During their historic meeting Friday at a Korean border village, North Korean leader Kim Jong Un and South Korean President Moon Jae-in agreed to end hostile acts against each other along their tense border, establish a liaison office and resume reunions of separated families.
They also agreed to achieve a nuclear-free Korean Peninsula, but failed to produce specific time frames and disarmament steps.
Seoul's Defense Ministry said it would pull back dozens of its front-line loudspeakers on Tuesday before media cameras. Ministry spokeswoman Choi Hyunsoo said Seoul expected Pyongyang to do the same.

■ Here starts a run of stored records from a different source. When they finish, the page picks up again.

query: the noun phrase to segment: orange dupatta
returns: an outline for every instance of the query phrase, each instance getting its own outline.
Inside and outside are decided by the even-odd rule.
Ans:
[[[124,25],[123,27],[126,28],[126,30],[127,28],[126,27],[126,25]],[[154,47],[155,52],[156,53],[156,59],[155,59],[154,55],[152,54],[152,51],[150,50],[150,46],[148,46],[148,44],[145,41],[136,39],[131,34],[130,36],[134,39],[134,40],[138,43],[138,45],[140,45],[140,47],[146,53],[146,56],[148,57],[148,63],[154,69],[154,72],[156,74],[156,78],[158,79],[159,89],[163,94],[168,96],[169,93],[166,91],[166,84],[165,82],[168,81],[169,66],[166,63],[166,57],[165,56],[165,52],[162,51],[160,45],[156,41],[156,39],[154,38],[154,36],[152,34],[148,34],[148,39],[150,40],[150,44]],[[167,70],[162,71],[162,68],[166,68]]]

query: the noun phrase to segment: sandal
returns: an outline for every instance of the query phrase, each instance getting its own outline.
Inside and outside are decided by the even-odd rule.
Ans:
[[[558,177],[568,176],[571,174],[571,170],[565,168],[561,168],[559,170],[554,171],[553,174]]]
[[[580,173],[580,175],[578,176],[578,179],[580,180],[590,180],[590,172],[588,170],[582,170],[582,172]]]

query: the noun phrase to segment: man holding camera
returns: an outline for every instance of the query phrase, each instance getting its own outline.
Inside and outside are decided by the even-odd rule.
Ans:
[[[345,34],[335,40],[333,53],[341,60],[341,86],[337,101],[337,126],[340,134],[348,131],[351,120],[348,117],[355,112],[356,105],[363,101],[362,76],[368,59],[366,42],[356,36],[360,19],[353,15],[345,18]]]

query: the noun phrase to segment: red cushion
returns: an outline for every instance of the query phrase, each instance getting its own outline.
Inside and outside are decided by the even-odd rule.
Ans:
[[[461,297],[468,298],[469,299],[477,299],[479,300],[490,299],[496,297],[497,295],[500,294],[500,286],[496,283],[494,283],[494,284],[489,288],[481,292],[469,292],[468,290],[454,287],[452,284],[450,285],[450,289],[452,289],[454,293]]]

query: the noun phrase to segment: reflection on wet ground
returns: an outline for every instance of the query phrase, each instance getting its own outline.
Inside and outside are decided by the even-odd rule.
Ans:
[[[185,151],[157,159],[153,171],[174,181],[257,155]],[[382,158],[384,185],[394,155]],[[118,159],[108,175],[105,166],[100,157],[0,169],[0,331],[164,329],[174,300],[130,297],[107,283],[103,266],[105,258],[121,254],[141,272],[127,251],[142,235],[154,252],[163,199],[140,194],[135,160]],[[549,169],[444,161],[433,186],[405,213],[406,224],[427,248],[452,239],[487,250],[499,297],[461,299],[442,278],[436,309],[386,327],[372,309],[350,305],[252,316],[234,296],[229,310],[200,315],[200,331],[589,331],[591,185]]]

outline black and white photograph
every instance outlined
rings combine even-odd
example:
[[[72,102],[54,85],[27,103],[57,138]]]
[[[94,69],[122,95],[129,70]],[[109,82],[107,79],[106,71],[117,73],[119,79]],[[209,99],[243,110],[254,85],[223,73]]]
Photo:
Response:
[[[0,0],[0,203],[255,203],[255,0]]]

South Korea had already turned off its loudspeakers ahead of Friday's summit talks, and North Korea responded by halting its own broadcasts.
The two Koreas had been engaged in Cold War-era psychological warfare since the North's fourth nuclear test in early 2016. Seoul began blaring anti-Pyongyang broadcasts and K-Pop songs via border loudspeakers, and Pyongyang quickly matched the South's action with its own border broadcasts and launches of balloons carrying anti-South leaflets.
Seoul's announcement came a day after it said Kim told Moon during the summit that he would shut down his country's only known nuclear testing site and allow outside experts and journalists to watch the process.
As a conciliatory gesture after the summit, North Korea also said it will move its clocks 30 minutes forward to unify with the South's time zone starting this Saturday.
The two countries on the divided peninsula have had different time zones since 2015 when the North suddenly changed its standard time to 30 minutes behind the South.
Pyongyang cited a nationalistic rationale, saying it would return the North to the time zone used before Japan's 1910-45 colonial rule of the peninsula to mark the 70th anniversary of its liberation from Tokyo.